The Theory of Everything delicately observes the boundless universe of love's possibilities: what we're willing to give, take and endure. Inspired by Jane Wilde Hawking's memoir about her life with former husband Stephen Hawking, the brilliant theoretical physicist diagnosed with motor neuron disease at age 21, the film's heart beats with a romantic optimism, even when their union ends. This adaptation buffs away some of their relationship's rough edges, including his prickly selfishness and her resentments about it. But hey, we can dream a little, can't we?

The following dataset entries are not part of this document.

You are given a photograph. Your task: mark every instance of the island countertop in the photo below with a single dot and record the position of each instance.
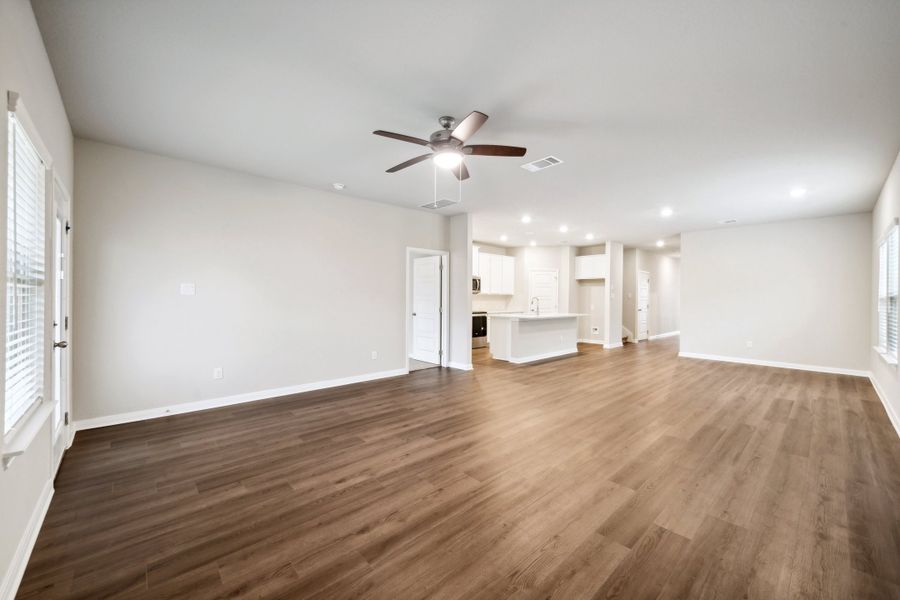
(534, 317)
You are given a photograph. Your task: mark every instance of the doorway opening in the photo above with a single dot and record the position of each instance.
(427, 302)
(642, 321)
(60, 294)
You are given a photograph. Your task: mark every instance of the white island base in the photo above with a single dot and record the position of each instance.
(526, 337)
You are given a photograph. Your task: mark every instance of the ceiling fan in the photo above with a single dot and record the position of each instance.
(447, 145)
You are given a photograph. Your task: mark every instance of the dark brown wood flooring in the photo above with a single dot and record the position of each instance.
(613, 474)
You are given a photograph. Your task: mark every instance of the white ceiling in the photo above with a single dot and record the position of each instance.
(713, 108)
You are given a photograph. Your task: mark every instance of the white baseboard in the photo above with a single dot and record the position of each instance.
(175, 409)
(16, 570)
(892, 415)
(660, 336)
(775, 363)
(535, 357)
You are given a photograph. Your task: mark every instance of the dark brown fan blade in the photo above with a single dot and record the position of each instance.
(488, 150)
(401, 137)
(461, 172)
(409, 163)
(469, 126)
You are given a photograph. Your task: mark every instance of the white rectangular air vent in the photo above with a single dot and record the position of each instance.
(442, 203)
(544, 163)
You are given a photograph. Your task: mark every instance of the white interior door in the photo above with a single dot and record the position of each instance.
(643, 305)
(544, 285)
(60, 296)
(426, 316)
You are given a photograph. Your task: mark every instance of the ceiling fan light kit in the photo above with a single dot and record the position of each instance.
(447, 145)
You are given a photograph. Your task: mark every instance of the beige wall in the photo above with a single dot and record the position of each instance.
(25, 69)
(799, 290)
(886, 377)
(629, 291)
(293, 285)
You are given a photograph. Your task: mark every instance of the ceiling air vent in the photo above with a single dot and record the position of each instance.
(541, 164)
(442, 203)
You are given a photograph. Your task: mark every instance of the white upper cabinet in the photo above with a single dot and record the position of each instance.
(508, 280)
(592, 266)
(497, 272)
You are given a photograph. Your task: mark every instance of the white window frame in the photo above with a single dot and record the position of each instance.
(883, 277)
(15, 441)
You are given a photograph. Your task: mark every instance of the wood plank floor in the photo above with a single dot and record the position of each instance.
(621, 474)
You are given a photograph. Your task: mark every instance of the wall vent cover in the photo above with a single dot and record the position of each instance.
(442, 203)
(541, 164)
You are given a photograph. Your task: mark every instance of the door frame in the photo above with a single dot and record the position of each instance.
(412, 253)
(61, 202)
(637, 306)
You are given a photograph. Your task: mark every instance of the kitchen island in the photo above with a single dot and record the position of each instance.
(527, 337)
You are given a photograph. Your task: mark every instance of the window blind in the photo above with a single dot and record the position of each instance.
(25, 275)
(888, 292)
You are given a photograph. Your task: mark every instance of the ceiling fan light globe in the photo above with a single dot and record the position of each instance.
(447, 159)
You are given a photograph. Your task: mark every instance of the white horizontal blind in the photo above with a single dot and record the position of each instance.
(25, 276)
(888, 284)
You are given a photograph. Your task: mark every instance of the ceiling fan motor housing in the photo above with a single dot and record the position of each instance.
(444, 139)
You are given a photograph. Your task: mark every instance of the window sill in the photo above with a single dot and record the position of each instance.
(885, 356)
(22, 438)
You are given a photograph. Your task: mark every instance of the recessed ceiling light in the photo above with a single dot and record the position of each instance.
(447, 159)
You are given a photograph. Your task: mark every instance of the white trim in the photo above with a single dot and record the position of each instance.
(16, 105)
(660, 336)
(13, 576)
(186, 407)
(19, 438)
(893, 416)
(518, 360)
(776, 364)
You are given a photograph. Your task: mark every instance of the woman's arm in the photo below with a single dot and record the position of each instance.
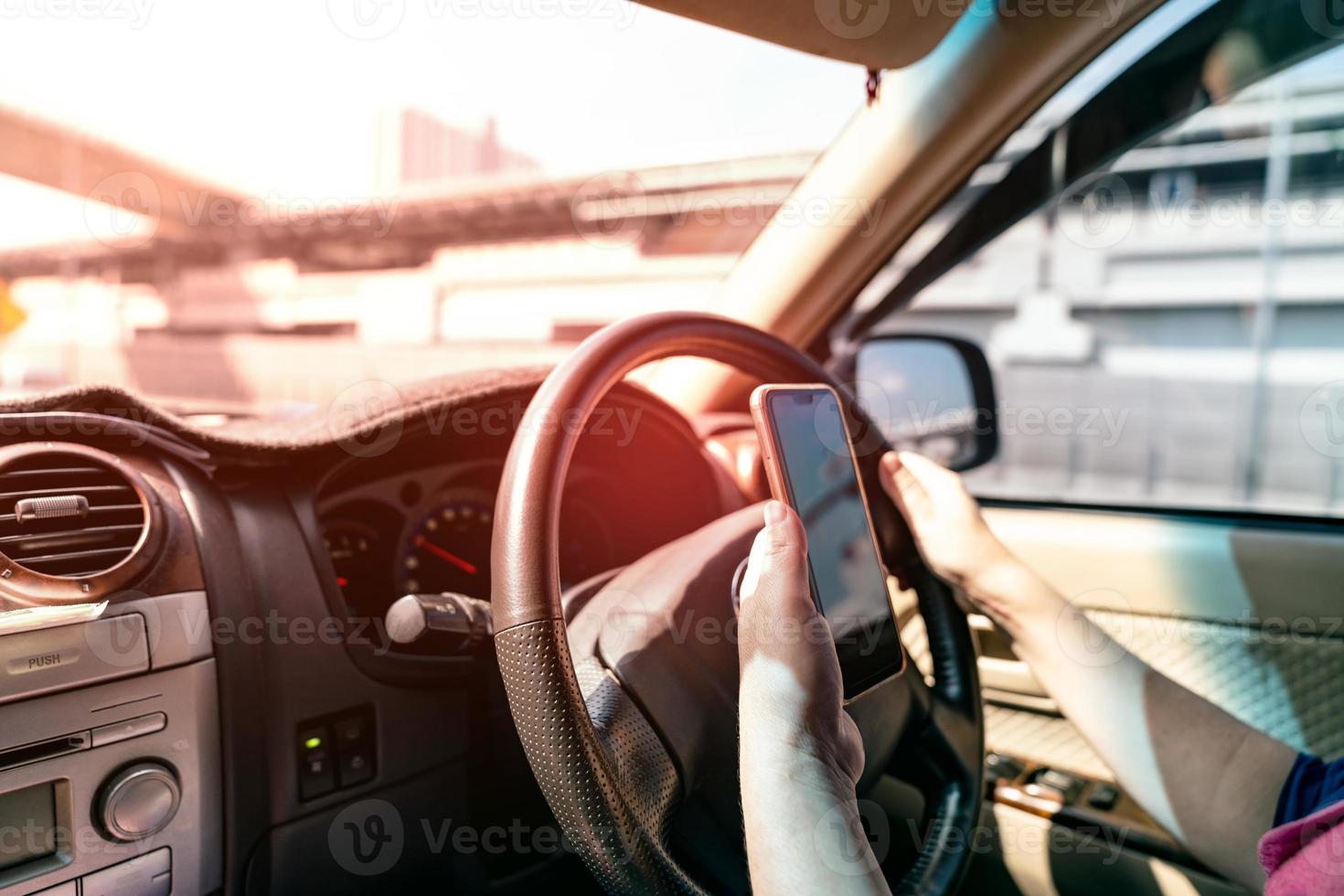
(1209, 778)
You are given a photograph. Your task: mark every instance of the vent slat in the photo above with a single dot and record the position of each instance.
(91, 531)
(68, 489)
(60, 546)
(68, 555)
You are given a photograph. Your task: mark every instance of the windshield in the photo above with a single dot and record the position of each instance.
(246, 208)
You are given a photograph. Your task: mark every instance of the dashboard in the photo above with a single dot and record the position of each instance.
(429, 531)
(414, 523)
(251, 709)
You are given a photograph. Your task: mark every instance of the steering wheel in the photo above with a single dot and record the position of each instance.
(625, 696)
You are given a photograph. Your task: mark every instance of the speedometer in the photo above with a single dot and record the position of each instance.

The couple's courtship begins when they're graduate students at Cambridge in 1962, a period that cinematographer Benoît Delhomme lenses like a storybook romance. Stephen (Eddie Redmayne) is a shy young man with a grin as wide as his shoulders; Jane (Felicity Jones) is a self-possessed young woman with china-doll features who finds herself drawn to this unlikeliest of suitors. Around this time, subtle omens of Stephen's illness begin to appear. Given a prognosis of two years to live, he withdraws from the world. But Jane won't allow him to go gently, challenging him to a game of croquet. As he irritably stumbles around the wickets, she watches with moist eyes betraying her brave smile. You know you're witnessing the beginning of a remarkable love story, for here is one human being giving another a reason to live.
As sublime as the film is, it's strangely inert. Granted, the debilitating nature of Hawking's disease inhibits the action, but the possibility of something dynamic is there in his beautiful mind. When Hawking formulates his game-changing theory about the birth of time, the movie comes alive with the wonder of discovery. When it shifts back to the growing strain in the relationship between Stephen and Jane, you will yearn for more science and less marital drama.
What takes The Theory of Everything into the cosmos is Redmayne's extraordinary performance. The disciplined precision with which he embodies Hawking's failing body is nothing short of astonishing. Each scene demands a different level of concentration with respect to the muscles in his torso, limbs, face and more. Yet you never see Redmayne sweat. All you see is Stephen. And like Stephen, Redmayne doesn't let the laws of nature constrain him. With a smile, a frown or a tear, he says everything without uttering a word. It's wondrous.